Let's look at real world example and how we reason about it and what will happen in reality. If we have model like this:

aggregate Document {
  string name;
  Message[] messages;
  calculated int unreadMessages 'it => it.messages.Count(m => !m.isRead)';
  calculated int totalMessages 'it => it.messages.Count()';

entity Message {
  bool isRead;
  string text;

snowflake DocumentGrid Document {

where we have some document and people can write messages on it.

When we try to use the unreadMessages calculated property to find only documents that are interesting, we could experience performance slowdown since a join must be performed to calculate this information (while in reality this use case would not have a noticeable performance difference, more complicated cases would).

So we decide that we want to persist this calculated property in a table. In DSL this is defined intuitively, by adding a "persisted" concept:

- calculated int unreadMessages 'it => it.messages.Count(m => !m.isRead)';
+ calculated int unreadMessages 'it => it.messages.Count(m => !m.isRead)' { persisted; }

When this kind of change is detected in migrations, appropriate steps will be taken. What are the appropriate steps? After some thought we will probably arrive to this conclusion:

  1. add unreadMessages integer field to the Document table
  2. copy value from the calculated expression into that field
  3. remove use of the calculated expression and use actual field instead

But let's say for the sake of better understanding that we don't want to use calculated field anymore and want to maintain this value in the backend via some other way. What will happen if we do:

- calculated int unreadMessages 'it => it.messages.Count(m => !m.isRead)';
+ int unreadMessages;

Well, Platform will decide that you want to create a field in the Document table and from now on use this information in some different way.

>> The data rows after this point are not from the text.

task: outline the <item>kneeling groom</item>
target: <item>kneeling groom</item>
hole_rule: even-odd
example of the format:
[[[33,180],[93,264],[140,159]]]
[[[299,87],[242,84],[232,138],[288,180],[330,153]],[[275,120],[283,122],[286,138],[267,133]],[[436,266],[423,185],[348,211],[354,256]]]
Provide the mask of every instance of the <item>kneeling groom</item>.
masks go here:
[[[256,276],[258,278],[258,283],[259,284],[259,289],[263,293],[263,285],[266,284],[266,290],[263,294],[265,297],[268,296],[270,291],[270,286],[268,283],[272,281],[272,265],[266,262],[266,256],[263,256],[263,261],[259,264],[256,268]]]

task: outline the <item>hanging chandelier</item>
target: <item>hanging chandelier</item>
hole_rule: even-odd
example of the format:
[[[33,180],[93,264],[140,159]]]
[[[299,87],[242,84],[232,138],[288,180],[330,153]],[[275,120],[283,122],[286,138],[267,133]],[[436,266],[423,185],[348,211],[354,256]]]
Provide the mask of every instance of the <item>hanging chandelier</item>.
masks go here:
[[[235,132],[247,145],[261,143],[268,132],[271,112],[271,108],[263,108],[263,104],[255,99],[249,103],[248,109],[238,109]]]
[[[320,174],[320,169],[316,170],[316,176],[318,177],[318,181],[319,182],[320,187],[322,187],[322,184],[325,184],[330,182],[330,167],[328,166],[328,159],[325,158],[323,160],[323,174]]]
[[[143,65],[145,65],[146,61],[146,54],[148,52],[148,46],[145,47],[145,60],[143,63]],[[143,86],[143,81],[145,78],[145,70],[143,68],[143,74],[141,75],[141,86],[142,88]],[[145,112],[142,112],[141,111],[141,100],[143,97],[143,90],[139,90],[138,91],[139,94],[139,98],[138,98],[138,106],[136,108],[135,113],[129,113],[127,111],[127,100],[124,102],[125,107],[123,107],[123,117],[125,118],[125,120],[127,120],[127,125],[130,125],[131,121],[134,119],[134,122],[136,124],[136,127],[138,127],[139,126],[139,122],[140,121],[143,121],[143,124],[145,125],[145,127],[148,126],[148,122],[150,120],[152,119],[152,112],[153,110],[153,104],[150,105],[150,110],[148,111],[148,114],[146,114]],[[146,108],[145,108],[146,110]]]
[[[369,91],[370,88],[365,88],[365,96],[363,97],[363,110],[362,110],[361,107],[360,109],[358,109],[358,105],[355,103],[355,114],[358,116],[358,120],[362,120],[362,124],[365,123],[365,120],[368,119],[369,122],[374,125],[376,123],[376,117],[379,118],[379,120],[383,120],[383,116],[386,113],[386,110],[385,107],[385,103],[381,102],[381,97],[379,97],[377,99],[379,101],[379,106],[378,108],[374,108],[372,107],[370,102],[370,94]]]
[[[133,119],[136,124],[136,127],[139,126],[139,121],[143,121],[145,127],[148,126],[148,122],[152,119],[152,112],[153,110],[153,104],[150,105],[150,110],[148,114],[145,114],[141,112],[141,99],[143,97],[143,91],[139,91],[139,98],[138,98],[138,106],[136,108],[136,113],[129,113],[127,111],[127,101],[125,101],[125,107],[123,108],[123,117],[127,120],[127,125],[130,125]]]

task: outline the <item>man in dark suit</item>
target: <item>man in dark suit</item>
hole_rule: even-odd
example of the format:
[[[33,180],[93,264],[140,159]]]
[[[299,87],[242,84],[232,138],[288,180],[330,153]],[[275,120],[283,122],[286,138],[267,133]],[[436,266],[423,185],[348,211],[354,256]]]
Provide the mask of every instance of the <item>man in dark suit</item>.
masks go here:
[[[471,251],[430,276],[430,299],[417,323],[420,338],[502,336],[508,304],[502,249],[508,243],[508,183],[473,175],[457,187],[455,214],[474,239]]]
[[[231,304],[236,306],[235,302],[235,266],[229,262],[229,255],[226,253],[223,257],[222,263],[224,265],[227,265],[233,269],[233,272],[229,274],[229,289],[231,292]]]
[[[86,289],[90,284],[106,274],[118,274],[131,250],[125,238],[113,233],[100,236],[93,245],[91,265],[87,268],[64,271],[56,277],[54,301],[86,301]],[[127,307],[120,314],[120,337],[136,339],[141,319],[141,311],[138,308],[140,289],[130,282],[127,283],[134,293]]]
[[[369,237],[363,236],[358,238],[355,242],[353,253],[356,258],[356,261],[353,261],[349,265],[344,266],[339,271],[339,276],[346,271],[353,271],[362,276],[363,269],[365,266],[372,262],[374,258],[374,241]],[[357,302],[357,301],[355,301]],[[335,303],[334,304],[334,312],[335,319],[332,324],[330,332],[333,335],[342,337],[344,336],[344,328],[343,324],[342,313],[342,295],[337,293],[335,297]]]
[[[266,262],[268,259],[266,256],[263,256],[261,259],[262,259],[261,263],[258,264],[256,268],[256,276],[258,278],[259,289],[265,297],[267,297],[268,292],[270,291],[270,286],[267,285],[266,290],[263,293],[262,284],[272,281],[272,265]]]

With that in mind it will run the same algorithm again.

Destructive migrations

As long our migration is safe (meaning, that it will not destroy data) the DSL Platform will do it without much fuss. But if we remove a field, this will make the migration a destructible one, since there will be no way to go back after this migration is run.

In that case Platform will require confirmation for these changes just in case something unexpected is happening. For example, while we can do this migration in one step:

aggregate Task {
-  date started;
-  string[] tags;
+  timestamp startedOn;
+  string[] comments;

more complicated migration will require two steps. Otherwise something "unexpected" will happen and Platform will protest:

aggregate Task {
- timestamp started;
- timestamp? finished;
+ timestamp startedOn;
+ timestamp? finishedAt;

While Platform could use heuristics to guess what we meant (like using the Levenstein distance to pair new with old fields), it currently doesn't do that.

We have to run this migration in two steps, first renaming one property and then renaming the other property. While this shows some of the weakness of this approach, there are ways this could be worked around, but are beyond the scope of this article.

Using expressions to migrate data

Since Platform can create SQL queries from LINQ expressions, we can leverage this feature to create more complex migrations. Default concept can be used to set default value for new property on server. As long as field is non-optional, database migration will execute SQL to populate new field with default value.

For example, while we could use name of the property to choose default value of false for boolean property:

aggregate Task {
+ bool isDone; // defaults to false as default of bool type

we can also choose to set default value for this property:

aggregate Task {
+ bool unfinished { default 'it => true'; }

Lambda expression can be arbitrary complex, as long as it can be converted to SQL:

aggregate Task {
  timestamp? finishedAt;
+ bool markedDone { default 'it => it.finishedAt != null'; }

Platform extensibility can be used to add new extension for C# -> SQL conversion when required.